OMAHA, Neb. (KMTV) — It was sad news Tuesday for swimming fans in Nebraska: Omaha will not be host to the 2024 U.S. Olympic Trials - Swimming. Instead, Indianapolis will "get the gold," as USA Swimming announced that the swimming trials will take place at Lucas Oil Stadium. The last four trials were held in Omaha and generated some big money for the local economy, but the event also drew inspiration and awe from spectators like Katherine Anglin.
"It definitely, it pushes you to want to be better, to excel and to become a better swimmer and to aim to be at the trials someday, especially when you're young and your dreams are big," Anglin said.
Anglin drew up swimming for clubs in Omaha, and in 2014, she started coaching for Millard Aquatic Club. Whenever the Olympic trials took place, the club always experienced a "bump" in enrollment numbers.
"They want to be involved, so it's cool to see that kind of event have an effect on the local clubs in the metro area," Anglin said.
Letting another city take reigns of the competition means Anglin is harboring mixed emotions.
"It's bittersweet, we've had it for four years. That's 16 years over the course of time; I will say it would have been awesome to have it again," Anglin said.

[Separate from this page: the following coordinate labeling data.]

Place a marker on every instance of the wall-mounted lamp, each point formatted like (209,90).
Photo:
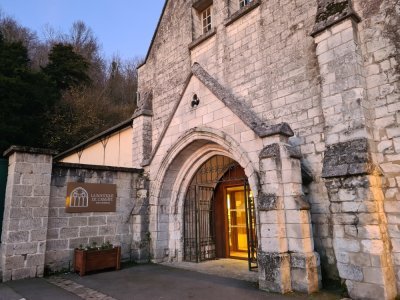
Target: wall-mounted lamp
(195,101)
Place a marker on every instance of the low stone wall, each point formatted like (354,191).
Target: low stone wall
(67,231)
(39,235)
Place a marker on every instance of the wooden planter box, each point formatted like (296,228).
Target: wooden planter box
(95,260)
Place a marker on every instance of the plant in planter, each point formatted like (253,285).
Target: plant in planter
(94,258)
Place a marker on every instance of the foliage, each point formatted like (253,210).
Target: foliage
(58,92)
(25,98)
(105,246)
(67,68)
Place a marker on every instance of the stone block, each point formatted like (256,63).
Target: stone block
(372,246)
(365,291)
(77,221)
(77,242)
(14,262)
(20,213)
(107,230)
(88,231)
(305,272)
(274,272)
(57,223)
(300,245)
(18,237)
(57,244)
(346,245)
(40,212)
(97,220)
(38,235)
(360,259)
(352,272)
(22,273)
(278,245)
(34,260)
(69,232)
(374,275)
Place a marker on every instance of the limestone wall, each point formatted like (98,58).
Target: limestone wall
(67,231)
(266,57)
(380,44)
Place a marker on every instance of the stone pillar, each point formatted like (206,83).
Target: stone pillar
(26,212)
(360,237)
(287,260)
(142,131)
(141,234)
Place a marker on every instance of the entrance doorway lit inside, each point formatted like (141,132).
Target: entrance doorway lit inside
(219,214)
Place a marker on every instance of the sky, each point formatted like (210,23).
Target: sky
(123,27)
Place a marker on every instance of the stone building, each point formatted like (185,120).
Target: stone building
(265,130)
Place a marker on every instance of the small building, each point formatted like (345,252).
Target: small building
(265,130)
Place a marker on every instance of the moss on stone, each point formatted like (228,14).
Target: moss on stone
(332,9)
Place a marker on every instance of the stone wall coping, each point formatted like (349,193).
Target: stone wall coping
(243,11)
(30,150)
(96,167)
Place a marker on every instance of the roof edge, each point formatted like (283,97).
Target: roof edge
(95,138)
(154,35)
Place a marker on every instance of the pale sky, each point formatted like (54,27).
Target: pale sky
(123,27)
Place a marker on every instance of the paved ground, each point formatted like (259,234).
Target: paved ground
(144,282)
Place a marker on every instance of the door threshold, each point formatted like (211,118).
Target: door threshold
(224,267)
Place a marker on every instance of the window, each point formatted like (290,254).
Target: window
(206,19)
(243,3)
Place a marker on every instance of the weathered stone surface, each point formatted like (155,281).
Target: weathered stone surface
(274,274)
(267,202)
(331,12)
(347,158)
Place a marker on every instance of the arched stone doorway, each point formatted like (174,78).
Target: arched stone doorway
(285,254)
(219,214)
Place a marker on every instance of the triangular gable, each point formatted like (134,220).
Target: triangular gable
(238,108)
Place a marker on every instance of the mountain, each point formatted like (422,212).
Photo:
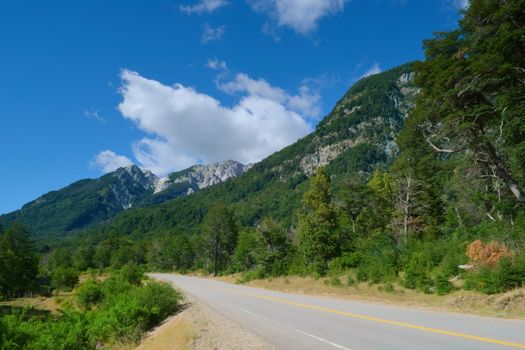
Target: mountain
(193,179)
(91,201)
(357,137)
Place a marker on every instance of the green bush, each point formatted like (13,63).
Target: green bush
(125,313)
(416,273)
(335,281)
(131,273)
(64,278)
(89,293)
(443,285)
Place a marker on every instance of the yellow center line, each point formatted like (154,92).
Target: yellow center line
(381,320)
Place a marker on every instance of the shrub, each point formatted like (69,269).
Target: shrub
(89,293)
(506,275)
(416,273)
(64,278)
(335,281)
(350,281)
(443,285)
(131,273)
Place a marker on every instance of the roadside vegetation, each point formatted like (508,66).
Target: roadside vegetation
(445,213)
(96,314)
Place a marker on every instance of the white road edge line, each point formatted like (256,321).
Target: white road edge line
(297,330)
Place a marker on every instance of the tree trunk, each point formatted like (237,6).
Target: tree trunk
(215,256)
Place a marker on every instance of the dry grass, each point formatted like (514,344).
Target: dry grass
(53,304)
(507,305)
(175,333)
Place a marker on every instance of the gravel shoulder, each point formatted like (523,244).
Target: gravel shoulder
(199,327)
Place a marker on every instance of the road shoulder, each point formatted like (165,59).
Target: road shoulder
(199,327)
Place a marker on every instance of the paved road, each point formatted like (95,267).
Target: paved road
(292,321)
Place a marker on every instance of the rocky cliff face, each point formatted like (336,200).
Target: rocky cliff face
(202,176)
(92,201)
(131,185)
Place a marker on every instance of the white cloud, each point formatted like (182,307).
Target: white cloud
(95,115)
(210,33)
(185,127)
(375,69)
(109,161)
(461,4)
(216,64)
(203,6)
(300,15)
(305,103)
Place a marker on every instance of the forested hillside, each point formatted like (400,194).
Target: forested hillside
(357,137)
(416,179)
(90,202)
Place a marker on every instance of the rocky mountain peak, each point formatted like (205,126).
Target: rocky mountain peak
(202,176)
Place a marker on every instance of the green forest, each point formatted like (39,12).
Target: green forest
(444,210)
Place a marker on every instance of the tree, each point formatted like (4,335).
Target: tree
(318,225)
(274,244)
(472,91)
(18,260)
(220,236)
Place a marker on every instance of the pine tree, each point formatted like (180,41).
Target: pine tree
(318,226)
(220,236)
(472,91)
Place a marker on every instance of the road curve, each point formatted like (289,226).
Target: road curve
(292,321)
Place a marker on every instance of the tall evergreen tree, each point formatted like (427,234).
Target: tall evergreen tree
(472,96)
(220,236)
(18,260)
(318,225)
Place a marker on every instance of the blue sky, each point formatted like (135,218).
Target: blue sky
(86,86)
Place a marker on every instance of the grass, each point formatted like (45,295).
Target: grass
(506,305)
(176,333)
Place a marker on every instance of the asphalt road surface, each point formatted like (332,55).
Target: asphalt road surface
(292,321)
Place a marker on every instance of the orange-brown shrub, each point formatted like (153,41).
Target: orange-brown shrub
(481,254)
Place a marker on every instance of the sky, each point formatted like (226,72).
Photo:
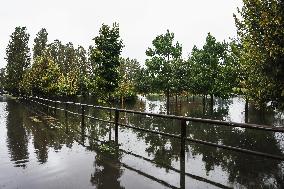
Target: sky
(140,21)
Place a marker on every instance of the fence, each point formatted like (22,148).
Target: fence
(183,129)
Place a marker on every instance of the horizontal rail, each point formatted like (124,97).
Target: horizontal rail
(179,137)
(192,119)
(199,178)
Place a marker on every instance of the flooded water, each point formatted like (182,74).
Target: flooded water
(40,148)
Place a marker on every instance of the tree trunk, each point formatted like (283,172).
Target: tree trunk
(211,103)
(203,102)
(246,111)
(168,100)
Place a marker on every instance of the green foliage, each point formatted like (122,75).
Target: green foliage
(18,59)
(41,79)
(261,35)
(40,43)
(2,78)
(162,59)
(212,69)
(105,58)
(128,72)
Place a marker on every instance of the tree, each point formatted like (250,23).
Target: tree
(84,70)
(42,78)
(261,33)
(18,59)
(105,55)
(162,57)
(128,72)
(40,43)
(212,69)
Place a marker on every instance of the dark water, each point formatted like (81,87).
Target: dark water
(45,149)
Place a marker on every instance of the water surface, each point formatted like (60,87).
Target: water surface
(40,148)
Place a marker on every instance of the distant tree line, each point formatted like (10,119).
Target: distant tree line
(251,65)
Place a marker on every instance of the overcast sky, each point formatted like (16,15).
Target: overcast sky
(140,21)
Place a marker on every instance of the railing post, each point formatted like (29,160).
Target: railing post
(182,153)
(55,107)
(83,124)
(116,117)
(83,113)
(47,104)
(66,108)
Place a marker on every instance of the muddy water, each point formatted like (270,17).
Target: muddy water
(40,148)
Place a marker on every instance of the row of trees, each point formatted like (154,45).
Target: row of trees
(57,69)
(251,65)
(211,70)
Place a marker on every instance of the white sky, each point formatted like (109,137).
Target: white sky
(140,21)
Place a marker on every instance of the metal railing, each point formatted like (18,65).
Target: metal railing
(183,128)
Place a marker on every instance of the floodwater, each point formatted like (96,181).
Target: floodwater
(41,148)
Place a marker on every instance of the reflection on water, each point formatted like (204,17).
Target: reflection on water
(68,153)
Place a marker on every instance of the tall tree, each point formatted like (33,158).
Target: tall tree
(128,72)
(42,78)
(162,57)
(261,33)
(40,43)
(18,59)
(105,55)
(211,69)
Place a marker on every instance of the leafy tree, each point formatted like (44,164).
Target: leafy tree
(18,59)
(40,43)
(84,70)
(261,33)
(162,57)
(143,82)
(212,69)
(128,72)
(42,78)
(105,55)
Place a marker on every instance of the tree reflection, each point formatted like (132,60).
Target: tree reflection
(17,139)
(107,167)
(247,170)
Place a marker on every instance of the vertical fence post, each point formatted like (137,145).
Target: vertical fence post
(47,104)
(55,107)
(66,108)
(182,153)
(83,113)
(83,123)
(116,125)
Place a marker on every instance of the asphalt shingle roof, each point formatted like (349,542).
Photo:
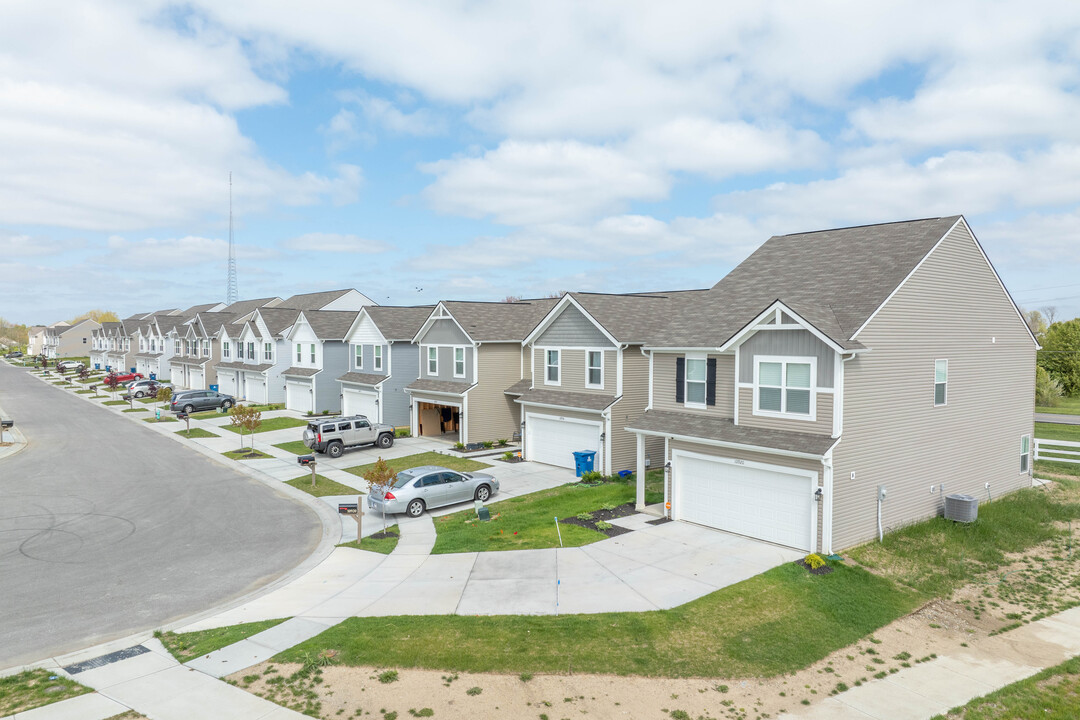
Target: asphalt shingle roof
(834,279)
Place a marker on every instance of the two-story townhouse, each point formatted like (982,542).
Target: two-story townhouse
(470,354)
(836,383)
(382,362)
(318,343)
(590,378)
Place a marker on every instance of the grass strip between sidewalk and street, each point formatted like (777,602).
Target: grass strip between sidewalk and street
(777,622)
(420,459)
(189,646)
(1052,694)
(324,486)
(31,689)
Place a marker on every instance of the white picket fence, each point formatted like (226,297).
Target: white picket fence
(1057,450)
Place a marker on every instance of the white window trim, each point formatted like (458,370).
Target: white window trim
(936,404)
(589,367)
(431,356)
(557,366)
(686,381)
(785,361)
(462,351)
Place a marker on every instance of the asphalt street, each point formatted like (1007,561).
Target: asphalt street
(107,528)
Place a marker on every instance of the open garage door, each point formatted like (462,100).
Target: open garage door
(770,503)
(553,440)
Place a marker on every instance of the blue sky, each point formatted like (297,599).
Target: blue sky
(420,151)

Sunni Renner, CEO of DJ's Dugout, admits the loss of the trials also impacts her restaurant chain.
"It definitely doubles our business, of course with the overlap of the CWS, and then you get that extra pop of swim trials again at the beginning of July, it's great for all of us folks downtown and losing that is gonna be sad," Renner said.
Renner is already thinking of tactics to grow their crowds.
"How can we build the crowds at Creighton University for baseball? What a great place, but it doesn't bring in a lot of fans. It would be nice to build those kinds of things. The streetcars coming to Omaha is gonna be huge and having the lack of parking that we have right now," Renner said.
"In 2016, when we had the record-breaking attendance year, it was worth $74 million, to the local economy and even in '21, when we held the delayed 2020 swim trials, it was still worth 35 million dollars to our local community," Visit Omaha Executive Director Deborah Ward said.
Ward is determined to maintain Omaha's position as a host of large sporting events, and confident the community can fill in the gaps.
"This year we have the International Horse Jumping Competition which is here every year, but it's kind of a precursor to the FEI World Cup Event in 2023, that will bring competitors from all across the globe to Omaha next year," Ward said.
But it is seeing greatness unfold — in her familiar sport — that's what others like Anglin will miss the most.
"They've put so much time and effort into every single race. It's been awesome to be able to witness that up close and try to convey some of these things to our swimmers as well as coaches," Anglin said.
In a statement to 3 News Now, the Omaha Sports Commission expressed "disappointment" in the news but is proud of the trials' growth in Omaha.